Date: Fri Jan 13 14:32:20 1989
From: Brad Templeton <brad%looking.uucp@RELAY.CS.NET>
Subject: Risks of trusting the press
The Hacker's Conference episode is just one of many. Readers of USENET
last month closely followed attempts by the press to shut down my own
moderated newsgroup. As in the CBS case, where you were "guaranteed" that
the story would put you in a good light, the reporter who interviewed me
acted in a very sympathetic manner.
With most reporters I have encountered in this area, the fact is this:
If the reporter decides in advance that you're a wrongdoer, then just
about anything is ethical to get the story.

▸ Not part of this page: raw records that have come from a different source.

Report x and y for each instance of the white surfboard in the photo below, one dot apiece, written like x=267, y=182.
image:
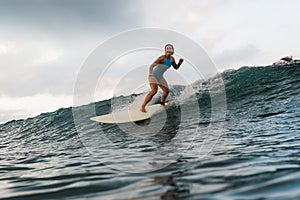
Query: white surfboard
x=131, y=115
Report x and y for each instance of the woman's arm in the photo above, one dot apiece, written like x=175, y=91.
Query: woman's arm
x=176, y=66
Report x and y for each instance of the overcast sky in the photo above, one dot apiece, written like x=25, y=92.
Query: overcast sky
x=43, y=43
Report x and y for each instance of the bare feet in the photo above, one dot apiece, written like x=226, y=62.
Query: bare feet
x=143, y=109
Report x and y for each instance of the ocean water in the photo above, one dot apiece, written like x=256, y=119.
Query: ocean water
x=241, y=144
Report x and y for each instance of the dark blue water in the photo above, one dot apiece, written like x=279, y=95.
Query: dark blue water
x=191, y=151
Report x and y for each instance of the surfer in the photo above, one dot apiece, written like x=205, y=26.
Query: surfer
x=156, y=72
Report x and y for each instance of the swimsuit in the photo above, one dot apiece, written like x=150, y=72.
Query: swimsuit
x=160, y=69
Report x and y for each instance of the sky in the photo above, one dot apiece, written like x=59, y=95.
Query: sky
x=44, y=43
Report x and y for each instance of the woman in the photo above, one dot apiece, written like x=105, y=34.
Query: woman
x=156, y=72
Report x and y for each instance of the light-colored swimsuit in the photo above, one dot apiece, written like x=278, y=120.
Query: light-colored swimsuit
x=160, y=69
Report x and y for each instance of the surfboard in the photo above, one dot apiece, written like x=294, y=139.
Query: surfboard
x=130, y=115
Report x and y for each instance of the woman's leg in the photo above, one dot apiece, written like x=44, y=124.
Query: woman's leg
x=165, y=88
x=153, y=86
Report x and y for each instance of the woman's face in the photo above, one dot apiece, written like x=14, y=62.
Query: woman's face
x=169, y=50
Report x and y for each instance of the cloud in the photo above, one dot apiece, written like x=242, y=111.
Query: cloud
x=237, y=57
x=29, y=106
x=69, y=16
x=44, y=43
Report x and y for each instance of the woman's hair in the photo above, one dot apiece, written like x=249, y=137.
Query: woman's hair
x=171, y=46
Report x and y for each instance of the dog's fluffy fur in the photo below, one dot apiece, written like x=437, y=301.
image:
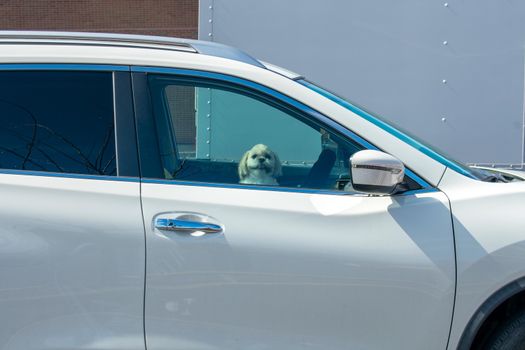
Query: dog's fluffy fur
x=260, y=166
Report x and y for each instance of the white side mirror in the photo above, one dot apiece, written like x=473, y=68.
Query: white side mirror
x=375, y=172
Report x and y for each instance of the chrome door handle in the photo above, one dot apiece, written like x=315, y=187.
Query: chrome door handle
x=185, y=226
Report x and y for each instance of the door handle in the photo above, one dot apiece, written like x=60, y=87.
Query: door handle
x=186, y=226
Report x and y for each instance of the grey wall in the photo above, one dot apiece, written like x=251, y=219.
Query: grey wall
x=451, y=72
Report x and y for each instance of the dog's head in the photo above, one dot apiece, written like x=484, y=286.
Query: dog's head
x=260, y=158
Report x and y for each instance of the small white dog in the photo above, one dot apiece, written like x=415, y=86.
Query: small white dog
x=259, y=166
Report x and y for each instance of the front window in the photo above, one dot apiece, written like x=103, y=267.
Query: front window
x=218, y=133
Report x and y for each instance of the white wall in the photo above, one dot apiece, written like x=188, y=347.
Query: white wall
x=392, y=58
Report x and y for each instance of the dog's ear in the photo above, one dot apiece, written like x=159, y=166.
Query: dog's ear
x=243, y=166
x=277, y=168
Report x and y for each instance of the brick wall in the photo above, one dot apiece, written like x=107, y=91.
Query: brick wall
x=177, y=18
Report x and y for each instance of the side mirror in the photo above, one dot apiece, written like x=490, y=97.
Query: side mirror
x=375, y=172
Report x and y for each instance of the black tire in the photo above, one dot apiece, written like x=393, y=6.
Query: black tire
x=510, y=335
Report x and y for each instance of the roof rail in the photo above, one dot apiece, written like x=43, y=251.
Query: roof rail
x=128, y=40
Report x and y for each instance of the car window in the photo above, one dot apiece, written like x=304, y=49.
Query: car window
x=57, y=121
x=217, y=133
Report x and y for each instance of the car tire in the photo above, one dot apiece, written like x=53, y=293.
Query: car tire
x=510, y=335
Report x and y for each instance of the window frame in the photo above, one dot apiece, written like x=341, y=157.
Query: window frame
x=150, y=160
x=126, y=150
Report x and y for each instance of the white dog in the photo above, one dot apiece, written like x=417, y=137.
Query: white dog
x=259, y=166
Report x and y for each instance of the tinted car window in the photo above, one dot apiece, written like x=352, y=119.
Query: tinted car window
x=217, y=133
x=57, y=122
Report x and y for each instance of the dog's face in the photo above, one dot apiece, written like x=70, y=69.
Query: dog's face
x=260, y=162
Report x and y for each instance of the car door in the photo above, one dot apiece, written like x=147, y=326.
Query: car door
x=71, y=232
x=300, y=263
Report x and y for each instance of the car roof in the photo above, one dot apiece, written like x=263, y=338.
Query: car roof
x=128, y=40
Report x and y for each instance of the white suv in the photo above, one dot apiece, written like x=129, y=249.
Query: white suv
x=172, y=194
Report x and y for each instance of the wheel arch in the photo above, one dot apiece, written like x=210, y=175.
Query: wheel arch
x=490, y=311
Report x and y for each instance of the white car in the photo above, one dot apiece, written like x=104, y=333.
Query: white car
x=128, y=220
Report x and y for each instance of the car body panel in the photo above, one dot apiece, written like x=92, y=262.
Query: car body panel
x=428, y=168
x=291, y=269
x=72, y=263
x=389, y=284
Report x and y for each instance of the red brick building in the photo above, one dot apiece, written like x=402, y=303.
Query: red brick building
x=158, y=17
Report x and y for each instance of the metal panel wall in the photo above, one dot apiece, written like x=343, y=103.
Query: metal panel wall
x=452, y=72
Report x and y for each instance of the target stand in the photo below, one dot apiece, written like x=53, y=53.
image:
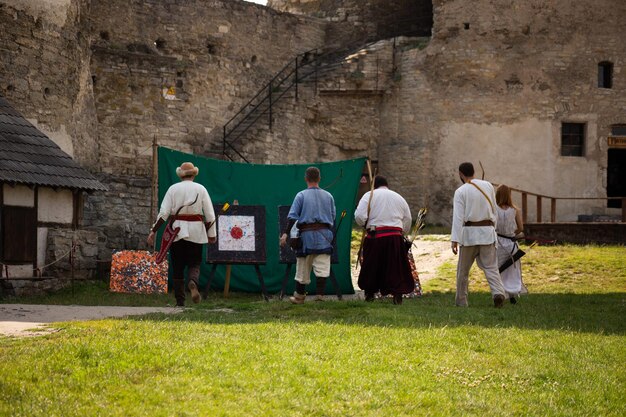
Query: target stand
x=240, y=241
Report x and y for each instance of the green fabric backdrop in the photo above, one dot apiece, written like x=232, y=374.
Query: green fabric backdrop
x=270, y=186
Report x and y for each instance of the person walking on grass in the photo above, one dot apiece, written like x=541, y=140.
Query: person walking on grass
x=314, y=211
x=385, y=268
x=191, y=206
x=510, y=228
x=474, y=234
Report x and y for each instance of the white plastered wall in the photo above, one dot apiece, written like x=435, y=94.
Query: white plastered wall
x=55, y=206
x=536, y=165
x=19, y=195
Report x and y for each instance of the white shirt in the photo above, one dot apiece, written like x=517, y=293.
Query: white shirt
x=388, y=208
x=181, y=194
x=470, y=205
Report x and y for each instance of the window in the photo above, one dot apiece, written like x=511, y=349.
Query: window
x=572, y=139
x=618, y=130
x=605, y=75
x=19, y=240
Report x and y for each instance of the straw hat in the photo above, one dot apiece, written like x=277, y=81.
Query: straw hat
x=187, y=169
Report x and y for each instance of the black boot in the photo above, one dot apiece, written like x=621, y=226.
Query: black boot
x=194, y=275
x=299, y=295
x=319, y=288
x=179, y=292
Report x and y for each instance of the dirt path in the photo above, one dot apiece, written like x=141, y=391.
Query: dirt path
x=31, y=320
x=23, y=320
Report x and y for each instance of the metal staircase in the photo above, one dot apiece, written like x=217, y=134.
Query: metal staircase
x=310, y=66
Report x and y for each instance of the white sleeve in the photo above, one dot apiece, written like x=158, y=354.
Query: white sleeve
x=209, y=212
x=360, y=215
x=406, y=218
x=458, y=213
x=166, y=206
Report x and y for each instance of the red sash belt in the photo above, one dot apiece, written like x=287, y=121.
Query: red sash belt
x=384, y=231
x=480, y=223
x=312, y=226
x=189, y=217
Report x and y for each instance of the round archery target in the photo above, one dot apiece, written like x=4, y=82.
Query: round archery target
x=236, y=233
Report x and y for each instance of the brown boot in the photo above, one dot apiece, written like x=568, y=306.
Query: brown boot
x=179, y=292
x=319, y=291
x=297, y=298
x=194, y=275
x=195, y=294
x=498, y=301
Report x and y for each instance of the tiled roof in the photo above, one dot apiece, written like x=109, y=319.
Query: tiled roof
x=27, y=156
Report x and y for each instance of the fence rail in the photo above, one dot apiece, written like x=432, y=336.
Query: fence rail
x=539, y=198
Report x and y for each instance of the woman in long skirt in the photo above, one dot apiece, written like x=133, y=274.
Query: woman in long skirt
x=509, y=228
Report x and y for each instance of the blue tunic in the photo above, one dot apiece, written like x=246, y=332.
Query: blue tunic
x=314, y=205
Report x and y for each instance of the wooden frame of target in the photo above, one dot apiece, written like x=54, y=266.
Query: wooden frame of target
x=240, y=236
x=240, y=240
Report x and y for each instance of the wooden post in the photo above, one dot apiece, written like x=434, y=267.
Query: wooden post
x=227, y=280
x=154, y=201
x=538, y=209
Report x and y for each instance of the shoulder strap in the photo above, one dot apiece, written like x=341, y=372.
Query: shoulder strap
x=483, y=193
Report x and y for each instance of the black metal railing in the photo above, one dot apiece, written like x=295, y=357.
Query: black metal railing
x=313, y=66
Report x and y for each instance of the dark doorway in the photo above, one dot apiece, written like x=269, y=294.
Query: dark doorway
x=616, y=176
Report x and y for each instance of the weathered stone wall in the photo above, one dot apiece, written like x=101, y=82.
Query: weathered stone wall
x=494, y=85
x=44, y=71
x=355, y=20
x=214, y=56
x=336, y=116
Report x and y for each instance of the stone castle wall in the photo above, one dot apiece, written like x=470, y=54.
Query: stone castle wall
x=494, y=85
x=44, y=71
x=212, y=56
x=362, y=20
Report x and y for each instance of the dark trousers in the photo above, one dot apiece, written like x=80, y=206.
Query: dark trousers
x=385, y=267
x=185, y=254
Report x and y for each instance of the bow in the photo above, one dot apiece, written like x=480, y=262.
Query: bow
x=369, y=206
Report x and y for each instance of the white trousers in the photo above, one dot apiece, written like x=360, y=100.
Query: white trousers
x=487, y=260
x=319, y=263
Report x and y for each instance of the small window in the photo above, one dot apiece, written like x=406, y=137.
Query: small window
x=19, y=230
x=572, y=139
x=618, y=130
x=605, y=75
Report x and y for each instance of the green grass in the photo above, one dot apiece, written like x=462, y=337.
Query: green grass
x=559, y=352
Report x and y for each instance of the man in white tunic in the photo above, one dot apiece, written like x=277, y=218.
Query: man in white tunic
x=474, y=235
x=191, y=205
x=386, y=216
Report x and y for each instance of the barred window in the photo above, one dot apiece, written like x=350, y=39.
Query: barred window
x=572, y=139
x=605, y=74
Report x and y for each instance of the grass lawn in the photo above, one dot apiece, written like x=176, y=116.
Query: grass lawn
x=559, y=352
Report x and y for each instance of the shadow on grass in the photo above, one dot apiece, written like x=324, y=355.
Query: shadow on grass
x=590, y=313
x=601, y=313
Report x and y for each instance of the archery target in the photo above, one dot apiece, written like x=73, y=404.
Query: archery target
x=236, y=233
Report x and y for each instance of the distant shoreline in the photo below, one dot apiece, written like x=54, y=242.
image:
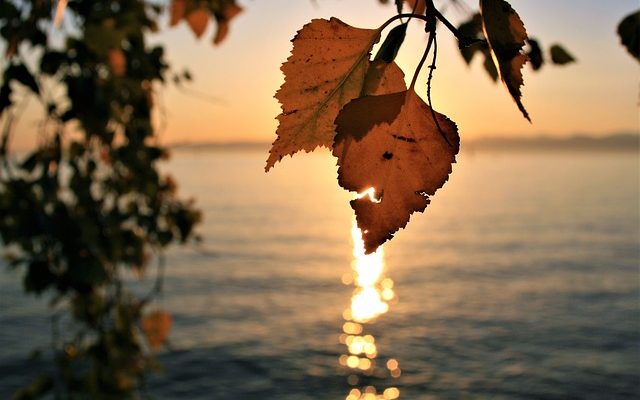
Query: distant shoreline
x=626, y=142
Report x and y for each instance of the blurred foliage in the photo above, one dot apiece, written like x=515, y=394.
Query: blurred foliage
x=87, y=206
x=629, y=32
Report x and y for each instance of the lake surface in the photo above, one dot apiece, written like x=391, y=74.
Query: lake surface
x=520, y=281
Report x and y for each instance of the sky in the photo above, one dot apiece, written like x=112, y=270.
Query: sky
x=598, y=95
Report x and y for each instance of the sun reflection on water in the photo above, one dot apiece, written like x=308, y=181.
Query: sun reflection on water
x=371, y=297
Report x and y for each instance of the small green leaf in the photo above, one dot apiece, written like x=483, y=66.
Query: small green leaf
x=389, y=49
x=51, y=62
x=560, y=56
x=629, y=32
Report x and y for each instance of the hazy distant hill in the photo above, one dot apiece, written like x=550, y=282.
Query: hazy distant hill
x=614, y=142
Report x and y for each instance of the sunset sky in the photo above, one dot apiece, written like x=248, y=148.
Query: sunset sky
x=597, y=95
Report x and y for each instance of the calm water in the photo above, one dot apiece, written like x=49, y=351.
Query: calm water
x=521, y=281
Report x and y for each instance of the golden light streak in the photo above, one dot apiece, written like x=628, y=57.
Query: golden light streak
x=371, y=296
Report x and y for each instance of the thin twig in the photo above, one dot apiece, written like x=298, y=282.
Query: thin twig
x=431, y=68
x=422, y=60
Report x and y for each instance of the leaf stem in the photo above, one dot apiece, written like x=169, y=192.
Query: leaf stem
x=422, y=60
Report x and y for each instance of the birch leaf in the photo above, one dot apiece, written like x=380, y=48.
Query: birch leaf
x=560, y=56
x=325, y=71
x=506, y=36
x=404, y=160
x=420, y=6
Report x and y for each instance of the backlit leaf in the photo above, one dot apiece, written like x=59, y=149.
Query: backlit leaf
x=470, y=30
x=404, y=160
x=560, y=56
x=389, y=48
x=60, y=8
x=535, y=54
x=156, y=327
x=420, y=6
x=506, y=36
x=629, y=32
x=325, y=71
x=382, y=78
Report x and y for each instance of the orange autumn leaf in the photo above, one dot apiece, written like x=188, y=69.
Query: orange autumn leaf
x=405, y=159
x=325, y=71
x=506, y=37
x=156, y=327
x=420, y=6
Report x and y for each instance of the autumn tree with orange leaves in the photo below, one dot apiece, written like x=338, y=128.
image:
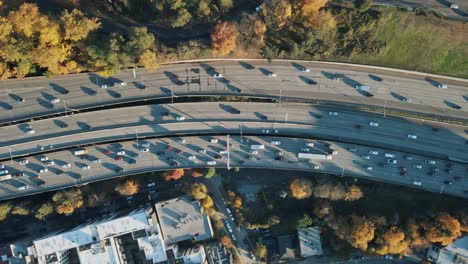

In particular, they will
pretend to agree with you and indicate that they are writing a favourable
story. After all, it's not unethical to lie to criminals to get them to
expose themselves, is it?
This is general advice, but we must be particularly careful when it comes
to public exposure of modern technology. People are predisposed to
fear it. People are now predisposed to link hacker with criminal. People
are predisposed to link "computer network" with "underground."
Watch out for this. If you suspect the slightest bit of prejudice, clam
up. Don't trust a word they say -- their motives are not yours.
The image of technology is very important to RISKS. It controls what
technologies people will trust, and how they will trust them.